The caliph al-Mahdi ordered that Nubia be held responsible every year for 360 slaves and one giraffe, and that they be given wheat, vinegar, wine, clothes and mattresses or the value thereof.

The Nubians recently claimed that the tribute[1] is not due on them every year, and that it was demanded from them in the caliphate of al-Mahdi, at which time they told the caliph that the tribute was a part of what they took as slaves from their enemies and therefore they had, if they could not get enough slaves, to use their own children and offer them. Al-Mahdi ordered that they be tolerated, and that the tribute of one year be considered as if for three. No confirmation, however, could be found in the registers of al-Ḥaḍrah;[2] but it was found in the register in Egypt.

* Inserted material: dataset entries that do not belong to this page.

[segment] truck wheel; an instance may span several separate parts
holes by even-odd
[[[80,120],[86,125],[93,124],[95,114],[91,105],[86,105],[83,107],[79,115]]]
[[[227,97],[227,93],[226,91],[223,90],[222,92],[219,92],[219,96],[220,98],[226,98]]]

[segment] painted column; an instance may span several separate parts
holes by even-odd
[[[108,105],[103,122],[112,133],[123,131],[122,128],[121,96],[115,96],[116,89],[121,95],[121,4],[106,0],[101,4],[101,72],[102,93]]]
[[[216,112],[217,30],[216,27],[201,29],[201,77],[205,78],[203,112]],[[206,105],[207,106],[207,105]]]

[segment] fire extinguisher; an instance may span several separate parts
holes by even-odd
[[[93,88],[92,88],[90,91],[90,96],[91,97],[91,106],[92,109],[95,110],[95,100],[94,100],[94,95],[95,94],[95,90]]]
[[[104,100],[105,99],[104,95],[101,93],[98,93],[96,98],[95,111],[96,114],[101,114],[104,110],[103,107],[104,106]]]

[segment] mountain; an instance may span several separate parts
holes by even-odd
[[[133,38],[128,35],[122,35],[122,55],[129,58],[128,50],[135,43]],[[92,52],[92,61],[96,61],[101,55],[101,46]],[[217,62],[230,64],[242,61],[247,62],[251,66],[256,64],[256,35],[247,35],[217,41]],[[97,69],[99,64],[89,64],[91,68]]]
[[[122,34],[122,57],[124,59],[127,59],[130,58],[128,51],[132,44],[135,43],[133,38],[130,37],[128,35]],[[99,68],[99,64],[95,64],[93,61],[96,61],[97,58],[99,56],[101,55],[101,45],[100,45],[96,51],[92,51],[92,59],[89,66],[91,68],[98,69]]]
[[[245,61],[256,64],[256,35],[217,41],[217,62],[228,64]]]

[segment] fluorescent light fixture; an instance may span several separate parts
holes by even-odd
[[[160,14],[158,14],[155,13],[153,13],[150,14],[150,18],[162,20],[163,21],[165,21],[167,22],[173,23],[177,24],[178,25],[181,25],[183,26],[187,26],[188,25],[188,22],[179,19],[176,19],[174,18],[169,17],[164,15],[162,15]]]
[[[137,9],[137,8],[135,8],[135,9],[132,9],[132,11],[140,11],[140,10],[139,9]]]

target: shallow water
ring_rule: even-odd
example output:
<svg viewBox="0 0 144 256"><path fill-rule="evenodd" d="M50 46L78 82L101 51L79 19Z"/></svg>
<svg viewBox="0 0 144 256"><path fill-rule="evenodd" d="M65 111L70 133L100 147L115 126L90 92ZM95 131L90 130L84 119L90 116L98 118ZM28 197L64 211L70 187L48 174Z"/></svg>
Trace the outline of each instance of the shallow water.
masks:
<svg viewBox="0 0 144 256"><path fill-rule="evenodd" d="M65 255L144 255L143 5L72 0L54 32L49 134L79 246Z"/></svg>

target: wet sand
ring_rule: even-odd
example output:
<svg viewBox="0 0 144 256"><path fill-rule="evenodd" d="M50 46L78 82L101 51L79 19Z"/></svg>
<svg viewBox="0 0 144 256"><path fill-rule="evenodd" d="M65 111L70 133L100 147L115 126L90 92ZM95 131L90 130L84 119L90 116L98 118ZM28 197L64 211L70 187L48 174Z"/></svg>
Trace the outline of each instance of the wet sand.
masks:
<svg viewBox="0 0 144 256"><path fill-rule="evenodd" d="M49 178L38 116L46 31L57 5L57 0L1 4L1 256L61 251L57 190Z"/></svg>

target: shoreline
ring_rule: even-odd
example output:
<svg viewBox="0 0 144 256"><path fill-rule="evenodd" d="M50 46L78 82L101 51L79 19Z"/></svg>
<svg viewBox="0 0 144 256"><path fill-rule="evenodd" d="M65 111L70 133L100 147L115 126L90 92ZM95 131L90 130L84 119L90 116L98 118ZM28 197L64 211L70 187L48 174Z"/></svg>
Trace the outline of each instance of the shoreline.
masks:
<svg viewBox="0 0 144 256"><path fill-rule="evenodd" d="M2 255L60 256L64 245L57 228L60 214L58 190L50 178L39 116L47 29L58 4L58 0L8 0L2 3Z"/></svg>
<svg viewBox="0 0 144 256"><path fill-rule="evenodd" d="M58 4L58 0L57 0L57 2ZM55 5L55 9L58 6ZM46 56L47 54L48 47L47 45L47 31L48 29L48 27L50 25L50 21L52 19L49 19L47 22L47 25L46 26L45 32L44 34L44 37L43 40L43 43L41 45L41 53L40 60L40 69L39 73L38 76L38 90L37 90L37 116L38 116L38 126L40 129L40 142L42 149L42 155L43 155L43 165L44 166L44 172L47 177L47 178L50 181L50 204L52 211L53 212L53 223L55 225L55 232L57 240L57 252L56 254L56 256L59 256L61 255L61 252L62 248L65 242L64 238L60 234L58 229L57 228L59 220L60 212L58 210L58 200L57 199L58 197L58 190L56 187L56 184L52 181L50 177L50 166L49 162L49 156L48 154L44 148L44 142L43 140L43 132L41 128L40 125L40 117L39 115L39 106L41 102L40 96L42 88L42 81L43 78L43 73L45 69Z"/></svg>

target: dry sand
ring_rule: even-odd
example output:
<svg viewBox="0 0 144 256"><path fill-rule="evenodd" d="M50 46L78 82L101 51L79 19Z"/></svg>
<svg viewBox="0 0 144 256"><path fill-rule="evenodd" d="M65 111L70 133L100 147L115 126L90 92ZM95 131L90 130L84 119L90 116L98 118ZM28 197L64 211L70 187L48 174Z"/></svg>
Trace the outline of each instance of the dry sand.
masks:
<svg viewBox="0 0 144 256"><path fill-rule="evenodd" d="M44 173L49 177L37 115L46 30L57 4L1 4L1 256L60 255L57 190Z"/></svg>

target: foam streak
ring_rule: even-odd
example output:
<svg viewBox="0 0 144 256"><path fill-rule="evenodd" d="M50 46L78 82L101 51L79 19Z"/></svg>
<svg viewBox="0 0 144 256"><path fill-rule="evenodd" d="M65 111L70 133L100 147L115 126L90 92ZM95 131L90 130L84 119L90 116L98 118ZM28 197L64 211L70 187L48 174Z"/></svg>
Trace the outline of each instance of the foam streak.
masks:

Al-Ḳummi in al-Bujah. Al-Mutawakkil ordered one, Muḥammad ibn-ʿAbdallâh, known as al-Ḳummi, to be sent and put in charge of al-Maʿdin[3] in Egypt. He also put him in charge of al-Ḳulzum [Suez], the road of al-Ḥijâz, and the furnishing of guides to the Egyptians when on holy pilgrimage. Arriving in al-Maʿdin, he conveyed provisions in ships from al-Ḳulzum to the land of al-Bujah. He then proceeded to a sea-coast, called ʿAidhâb,[4] where the ships met him. With these provisions, he and his followers were strengthened and fed until they came to the castle of the king of al-Bujah. Al-Ḳummi attacked him in

  1. Ar. baḳṭ, Quatremère, Mémoires Géographiques et Historiques sur l'Égypte, vol. ii, pp. 42, 53.
  2. Perhaps al-Khaḍrâʾ. See Idrîsi, Ṣifat al-Maghrib, p. 84; Hamadhâni, Buldân, pp. 79–80.
  3. The mine land. Maḳrîzi, vol. i, pp. 313, 318; Masʿûdi, Tanbîh, p. 330.
  4. Idrîsi, Ṣifat al-Maghrib, p. 27.